49. How does severe left-sided rheumatic heart disease eventually cause secondary tricuspid regurgitation (TR)? Chronic left-sided lesions (like MS) lead to pulmonary hypertension and right ventricular (RV) dilation. As the RV dilates, the tricuspid valve annulus stretches, pulling the leaflets apart and causing functional, high-pressure TR.
50. What specific radiographic (Chest X-ray) findings indicate advanced mitral stenosis? Findings include a straightened left heart border (due to main pulmonary artery and left atrial appendage enlargement), redistribution of pulmonary blood flow to the apices, interstitial edema, and horizontal lines in the lower lung periphery known as Kerley B lines.
51. What is the recommended dosage and duration of high-dose Aspirin for acute rheumatic carditis without heart failure? Aspirin is administered at a dose of 90–120 mg/kg/day (divided into 4 doses) for 10 weeks, and then tapered gradually over the subsequent two weeks.
52. What is the recommended dosage and duration of systemic steroids for acute rheumatic carditis complicated by congestive heart failure? Prednisolone is given at a dose of 2 mg/kg daily (up to a maximum of 60 mg) for three weeks, and is then tapered gradually over the subsequent 9 weeks.
53. How strictly should bed rest be enforced in the modern management of ARF? Bed rest is recommended, but prolonged strict bed rest (greater than 2 to 3 weeks) is seldom necessary today, unless the patient has clinically apparent carditis with active heart failure.
54. Aside from a quiet environment, what pharmacological agents are effective for managing severe Sydenham’s chorea? Chorea does not respond to anti-inflammatory agents or steroids. If symptoms are severe, medications such as pimozide, haloperidol, diazepam, or carbamazepine are highly effective.
55. What are the strict anatomical and hemodynamic criteria for performing Percutaneous Mitral Balloon Commissurotomy (PMBC)? PMBC is indicated for severe MS (valve area ≤1.5 cm²) if the patient has less than 2+ mitral regurgitation, no left atrial thrombus, and pulmonary hypertension (pulmonary artery pressure >25 mmHg at rest or >15 mmHg mean gradient with exercise).
56. VIVA TRAP: A 25-year-old with severe rheumatic MS and atrial fibrillation is prescribed a Non-Vitamin K Antagonist Oral Anticoagulant (NOAC). Is this appropriate? No. In patients with moderate-to-severe mitral stenosis or a mechanical prosthetic valve, NOACs are contraindicated. Vitamin K antagonists (like Warfarin) remain strictly indicated (GRADE 1B) for stroke prevention.
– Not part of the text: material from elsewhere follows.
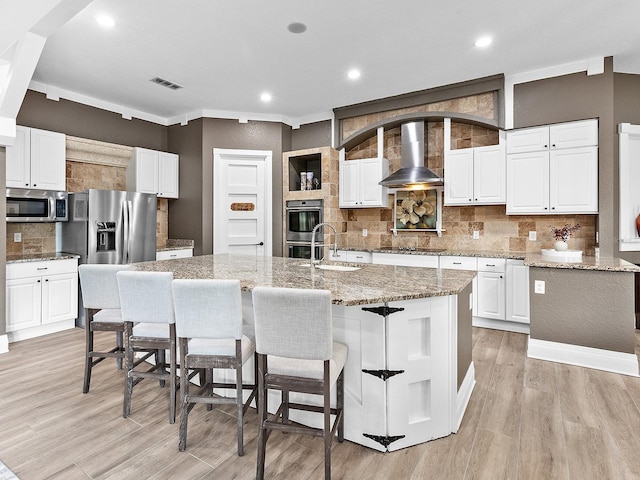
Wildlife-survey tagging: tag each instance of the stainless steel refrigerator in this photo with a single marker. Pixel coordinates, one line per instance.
(109, 226)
57. What are the major long-term causes of mortality and morbidity in patients with chronic RHD? Major complications include the progression of congestive heart failure, onset of atrial fibrillation, embolic stroke or transient ischemic attacks, recurrent ARF episodes, and infective endocarditis.
58. Under what specific circumstances do the guidelines still recommend Infective Endocarditis (IE) antibiotic prophylaxis for RHD patients? While isolated ARF history without valve damage requires no prophylaxis, individuals with established structural RHD or prosthetic valves should receive antibiotic prophylaxis before procedures expected to produce bacteremia, especially targeting Streptococcus viridans.
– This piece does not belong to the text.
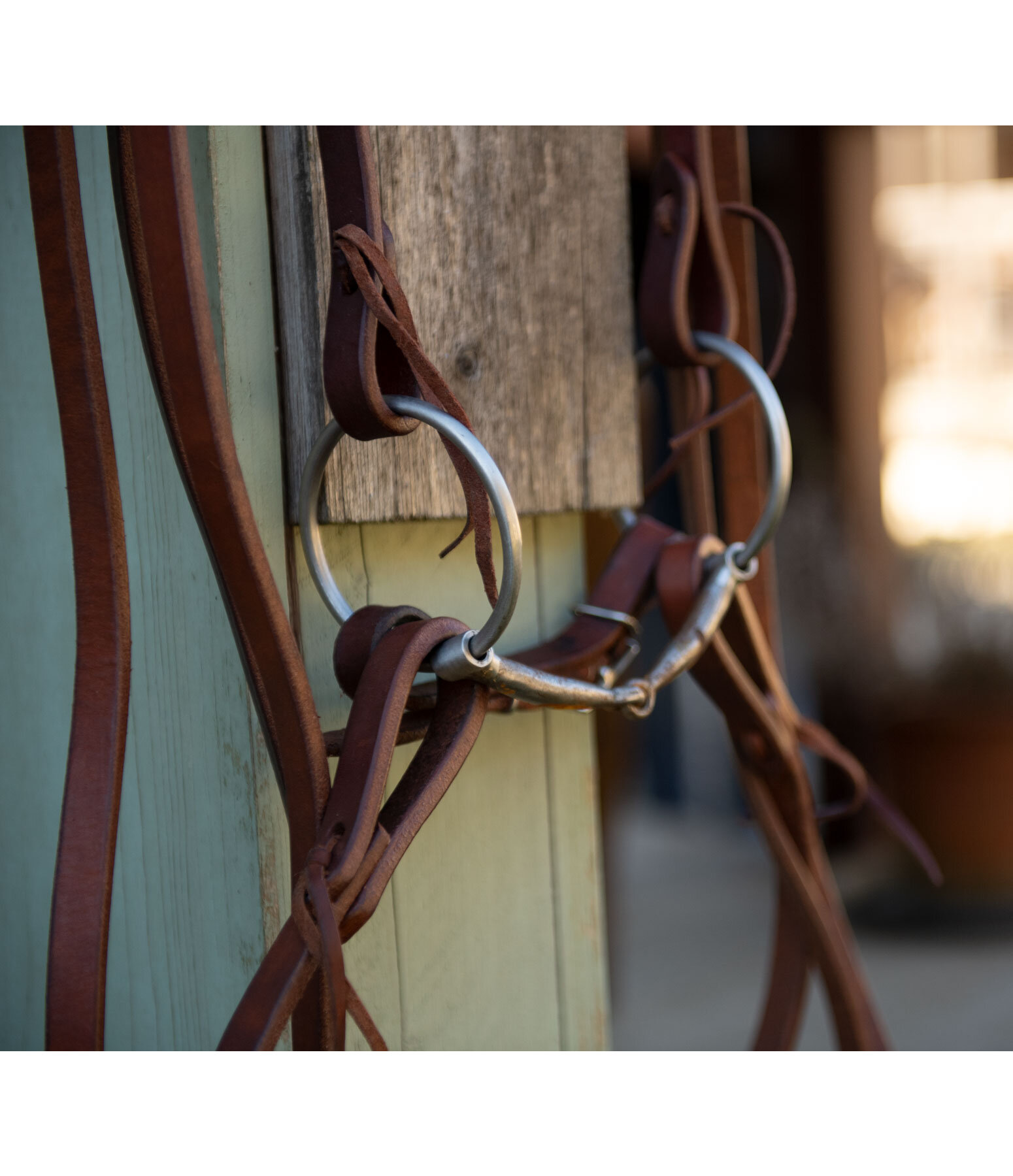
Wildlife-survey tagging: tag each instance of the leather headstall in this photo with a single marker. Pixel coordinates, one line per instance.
(345, 840)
59. Can a child recovering from acute rheumatic fever participate in competitive sports? No. Because ARF involves active myocardial/pericardial inflammation, participation in competitive sports is strictly contraindicated during the acute phase. Resumption is only possible after complete resolution of active disease is confirmed by echocardiography and inflammatory markers.
60. Why is the new onset of Atrial Fibrillation (AF) in an RHD patient considered a critical clinical deterioration? AF is a common late complication of progressive left atrial enlargement. The loss of coordinated atrial kick and the rapid ventricular rate severely compromise left ventricular filling, often precipitating sudden, massive cardiac decompensation and pulmonary edema.